Failed Approaches
Learning from what didn't work
Every failed approach is documented here with context on why it failed and what replaced it.
1. Serper.dev for Domain Discovery
When: Early March 2026 What: Used Serper.dev API for Google search (domain discovery, LinkedIn profiles, news signals) Why it failed:
- ToS uncertainty — unclear if commercial B2B enrichment is allowed
- Credit exhaustion — costs scaled unpredictably
- Dependency on third-party Google scraping
Replaced by: Free tier approach
- Google Places API (direct, free tier)
- IIS .se zone registry (1.4M domains, PostgreSQL + pg_trgm)
- DNS/HTTP scoring (custom implementation)
Lesson: Free alternatives exist for core functionality. Only pay for premium APIs when free tier quality is proven insufficient.

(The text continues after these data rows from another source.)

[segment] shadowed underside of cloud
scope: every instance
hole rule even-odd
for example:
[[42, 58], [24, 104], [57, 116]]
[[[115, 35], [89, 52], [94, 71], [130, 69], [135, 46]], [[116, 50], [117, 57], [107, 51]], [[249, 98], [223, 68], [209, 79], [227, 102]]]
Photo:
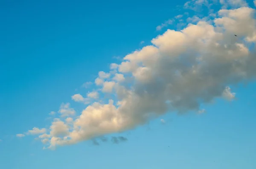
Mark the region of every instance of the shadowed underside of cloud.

2. Playwright-Only Scraping
When: March 8-9, 2026 (v4 → v7 transition) What: Single-browser Playwright extraction for all websites Why it failed:
- Too slow for multi-page sites (15s timeout per page)
- Missed JS-rendered content on React/Wix sites
- Inline in workers = scaling bottleneck
- Vision fallback (Claude) expensive and unreliable
Replaced by: Multi-extractor strategy
- Crawlee (primary) — multi-page, 6 strategies
- Playwright (fallback) — for JS-heavy sites
- Firecrawl (last resort) — LLM-structured extraction
Lesson: No single extractor handles all site types. Layered approach with fallbacks is necessary.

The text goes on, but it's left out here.